At the invitation of Prof. Gou Xiaohua and Prof. Wei Liang from the Key Laboratory of Western Environment (Ministry of Education), College of Earth and Environmental Sciences, Lanzhou University, Dr. Yu Kailiang, an of Princeton University, USA, came to our college to conduct academic exchange and gave an academic report.
Title: Leveraging a data-model approach to assessing carbon storage under global change
Time: August 26, 2021 (Thursday) 9:00 a.m. - 10:30 a.m.

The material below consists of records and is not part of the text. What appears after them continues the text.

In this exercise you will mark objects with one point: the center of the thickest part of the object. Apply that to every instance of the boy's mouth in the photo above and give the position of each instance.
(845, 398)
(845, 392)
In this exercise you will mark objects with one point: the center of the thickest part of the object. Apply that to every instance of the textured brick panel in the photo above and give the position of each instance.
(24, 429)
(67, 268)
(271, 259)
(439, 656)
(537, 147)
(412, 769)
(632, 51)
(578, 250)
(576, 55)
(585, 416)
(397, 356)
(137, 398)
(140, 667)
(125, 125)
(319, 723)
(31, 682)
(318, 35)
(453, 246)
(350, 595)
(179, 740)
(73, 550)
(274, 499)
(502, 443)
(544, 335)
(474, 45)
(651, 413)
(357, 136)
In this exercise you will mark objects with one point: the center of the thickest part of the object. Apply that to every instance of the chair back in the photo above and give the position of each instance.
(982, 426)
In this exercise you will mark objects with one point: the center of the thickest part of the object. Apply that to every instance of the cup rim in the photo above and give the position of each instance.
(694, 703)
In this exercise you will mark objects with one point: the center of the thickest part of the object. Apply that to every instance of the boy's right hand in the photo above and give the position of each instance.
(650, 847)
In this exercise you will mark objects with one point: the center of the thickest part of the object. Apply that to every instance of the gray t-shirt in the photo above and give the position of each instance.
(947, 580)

Site: Lecture Room 502, Qilian Building
Reporter Profile:
Yu KaiLiang is an associate professor at Princeton University. He got his master’s degree of Science in Ecology from Lanzhou University and doctoral degree in Environmental Science (Ecohydrology) from the University of Virginia. He has conducted postdoctoral research at the University of Utah, ETH Zurich, and the Laboratory of Climate and Environmental Change in France. His research focuses on ecohydrology, competition and coexistence of metabolic plants of tree/grass/scentidae, and global forest carbon and nutrient cycling. He has been awarded the University of Virginia Hydrology Award, Joseph K. Roberts Award, and Publication Award. He has published more than 50 papers in international journals such as PNAS, Science Advances, Nature Geoscience, and New Phytologist.
Report Profile:
Land carbon storage plays a prominent role in global carbon cycling, but its dynamics and projections remain highly uncertain. Thus we are unable to confidently predict changes in land carbon storage and its feedbacks to climate under global change. In this talk, I will show how the ground-based observations and a model-data integrated approach help us better understand the crucial ecological processes such as forest demography and structure (size vs density) and biogeography of soil microbial composition and root nutrients in influencing land carbon storage under global change. First, I will present the examples of leveraging large-scale forest inventory datasets, Earth system models, and dynamic vegetation models to understand spatiotemporal dynamics of forest net primary productivity and carbon turnover time, which together impact carbon stock change in forests. Second, I will show how the biogeography of soil microbial composition and root nutrients by linking above-ground and below-ground processes improve our predictions of land carbon storage.